The increased interest in water resources all over the country suggests that the desirability of advance planning is being recognized. Programs now under way are helping to accumulate experience that will be ever more valuable as water problems increase in importance. Watersheds are being developed throughout the country by building small dams, clearing stream channels, adjusting cropping patterns to control water runoff and improve incomes, and by making other investments in a small-area context. While this book is concerned partly with how small watershed development can best fit into river basin and regional planning, its more general aim is to contribute to a variety of working-level planning decisions that concern technicians, administrators, and legislators in on-going water resources development.

Examination of small watershed development gives an opportunity to build on the many improvements that have occurred in project formulation and evaluation. Procedures in natural resources planning that drew criticism a few years ago have been improved by developing and enforcing a more adequate theoretical framework and by obtaining personnel well qualified to do planning. Small watershed planning has been a forerunner in these improvements and can continue to serve as a model for other programs.

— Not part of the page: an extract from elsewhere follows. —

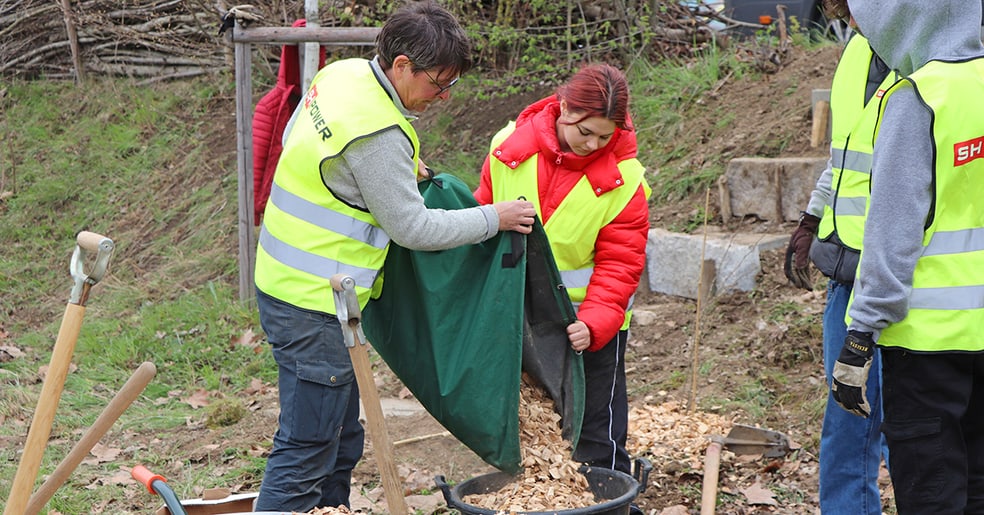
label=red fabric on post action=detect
[253,19,325,226]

Watershed planning teams at once exemplify the merits of an interdisciplinary approach and call attention to problems involving communication between disciplines that still need to be worked on. Issues are being faced regarding community participation. When development occurs in an area whose resources are already heavily utilized, a vexing knot of economic, attitudinal, organizational, and legal strictures may be encountered. These will continue to be challenging as national growth leads to more and more pressures for resource development involving group action.

In order to examine the problems just mentioned, representatives of public agencies and universities assembled at Knoxville, Tennessee, in June, 1959, for the Symposium on the Economics of Watershed Planning. This book contains the proceedings of the Symposium.